Absinthe Drip Cocktail

Here we go. THE Absinthe drink, mostly because, well, it's just Absinthe with a little water and sugar to balance things out. Anything you've ever heard about Absinthe stems from this simple drink, mostly because this is how they did it. Pablo Picasso. Jules Verne. Degas. Oscar Wilde. Edgar Allan Poe. And, of course, Vincent Van Gogh.

Absinthe Drip Cocktail:
  • 1 1/2 oz Absinthe
Dissolve one lump (cube) of sugar, using the French Drip spoon, and fill glass with cold water. Use old Fashioned Cocktail glass.

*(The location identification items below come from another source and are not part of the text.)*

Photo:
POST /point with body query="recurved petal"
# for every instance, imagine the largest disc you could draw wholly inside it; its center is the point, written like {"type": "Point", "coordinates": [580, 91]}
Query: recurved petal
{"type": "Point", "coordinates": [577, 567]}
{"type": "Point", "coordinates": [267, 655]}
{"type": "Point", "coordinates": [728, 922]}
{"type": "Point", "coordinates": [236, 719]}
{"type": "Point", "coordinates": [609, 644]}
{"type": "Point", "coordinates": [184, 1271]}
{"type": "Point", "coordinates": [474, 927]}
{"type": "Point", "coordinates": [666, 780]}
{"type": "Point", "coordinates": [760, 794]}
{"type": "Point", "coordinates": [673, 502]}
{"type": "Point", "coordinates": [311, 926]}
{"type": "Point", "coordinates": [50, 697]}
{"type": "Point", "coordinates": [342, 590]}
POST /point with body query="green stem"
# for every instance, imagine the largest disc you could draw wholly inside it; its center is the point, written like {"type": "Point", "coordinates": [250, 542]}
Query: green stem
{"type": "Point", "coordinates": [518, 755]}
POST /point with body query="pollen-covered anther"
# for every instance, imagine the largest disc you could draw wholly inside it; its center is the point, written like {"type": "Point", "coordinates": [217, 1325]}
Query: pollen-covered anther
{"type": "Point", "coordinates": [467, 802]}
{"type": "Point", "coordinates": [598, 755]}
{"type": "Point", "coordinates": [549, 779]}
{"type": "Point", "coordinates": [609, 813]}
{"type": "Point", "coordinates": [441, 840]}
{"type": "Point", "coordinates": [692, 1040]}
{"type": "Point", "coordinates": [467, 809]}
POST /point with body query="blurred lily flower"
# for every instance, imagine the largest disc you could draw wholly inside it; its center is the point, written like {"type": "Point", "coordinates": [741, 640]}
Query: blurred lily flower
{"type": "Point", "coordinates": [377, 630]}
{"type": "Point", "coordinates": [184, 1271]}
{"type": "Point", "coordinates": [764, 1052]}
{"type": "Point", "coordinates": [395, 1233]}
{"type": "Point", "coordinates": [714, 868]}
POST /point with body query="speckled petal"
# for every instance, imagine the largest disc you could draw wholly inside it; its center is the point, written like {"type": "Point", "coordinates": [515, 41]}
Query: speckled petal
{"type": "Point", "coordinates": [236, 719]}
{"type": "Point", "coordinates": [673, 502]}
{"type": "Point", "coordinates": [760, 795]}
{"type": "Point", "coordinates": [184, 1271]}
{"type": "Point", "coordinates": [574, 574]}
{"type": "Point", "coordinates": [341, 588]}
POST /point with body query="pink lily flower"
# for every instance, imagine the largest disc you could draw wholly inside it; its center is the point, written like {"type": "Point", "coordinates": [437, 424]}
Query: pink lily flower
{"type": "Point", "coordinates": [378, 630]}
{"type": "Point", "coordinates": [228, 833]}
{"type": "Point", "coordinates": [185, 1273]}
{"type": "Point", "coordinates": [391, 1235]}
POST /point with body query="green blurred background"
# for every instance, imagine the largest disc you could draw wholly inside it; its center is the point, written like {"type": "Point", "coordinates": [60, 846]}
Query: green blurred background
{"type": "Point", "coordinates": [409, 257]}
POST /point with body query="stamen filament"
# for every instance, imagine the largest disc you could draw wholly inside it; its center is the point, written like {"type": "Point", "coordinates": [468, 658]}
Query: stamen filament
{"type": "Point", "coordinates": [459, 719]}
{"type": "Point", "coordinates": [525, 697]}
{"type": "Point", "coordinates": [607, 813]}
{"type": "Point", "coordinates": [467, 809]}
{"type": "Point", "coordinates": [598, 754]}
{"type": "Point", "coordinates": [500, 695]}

First, my makeshift equipment:

I don't have an Absinthe spoon, but a strainer (here, my fine strainer, but I've used a Julep or a Hawthorne before.) works just as well. There is also such a thing as an Absinthe glass, which basically just has a bulb at the bottom that measures an ounce or an ounce and a half of Absinthe, but a simple rocks glass is perfect.

A good trick: when you first start to pour, get the sugar cube wet and wait a little bit to give it time to dissolve a little. That way, you're not trying really hard to dissolve it and adding more water than you'd like. But what's not very clearly said in the directions: drizzle the sugar cube with the water, the slower the better, so that the sweetened water falls into the Absinthe slowly. Can't stress enough: Slowly.

Very important note: Do not light your sugar cube on fire unless the Absinthe that you're using is just dreadful. That's a practice that started in the Czech bars because, well, a lot of the Czech Absinthe is...just dreadful. You completely destroy a lot of the delicate flavors present in a good Absinthe when you put a large amount of caramelized sugar into it. And, actually, depending on your Absinthe, you may not even need the sugar. Kubler isn't terribly sweet in and of itself, so I use the cube.

The amount of water you use is completely up to you. I've gone as little as 3:1 and as much as 6:1, but it's completely up to your taste. Just make sure that it is ice cold, since you're not going to be adding any other ice to the drink otherwise.

The great thing about this drink is it really depends on the Absinthe you use. Much like a whiskey, where a little water opens things up and brings out all of the flavors, the water added to the Absinthe brings out all of the different botanicals and flavors that you'd never get if you were just drinking a warm shot.

Also note: Absinthe louches. That's a fancy word that means "gets cloudy when you add water." It has to do with the oils in the liquor that are released with the addition of water, and it's really pretty cool to see. As you add water, even one drip at a time, you'll see nothing, nothing, nothing, and then suddenly you'll see things starting to get cloudy (in a layer, which is awesome), followed by the liquor completely turning cloudy. Very cool effect. If mine were green, it would louche green, but since mine is clear, it louches milky white.

It's an expensive hobby to have a lot of different Absinthes, but you can taste subtle differences between the different brands in this format. So, if you can, get a good one, and enjoy!

1 comment:

  1. Hey, what's the name of that glass with the spout, and where'd you get it? I could use something like that.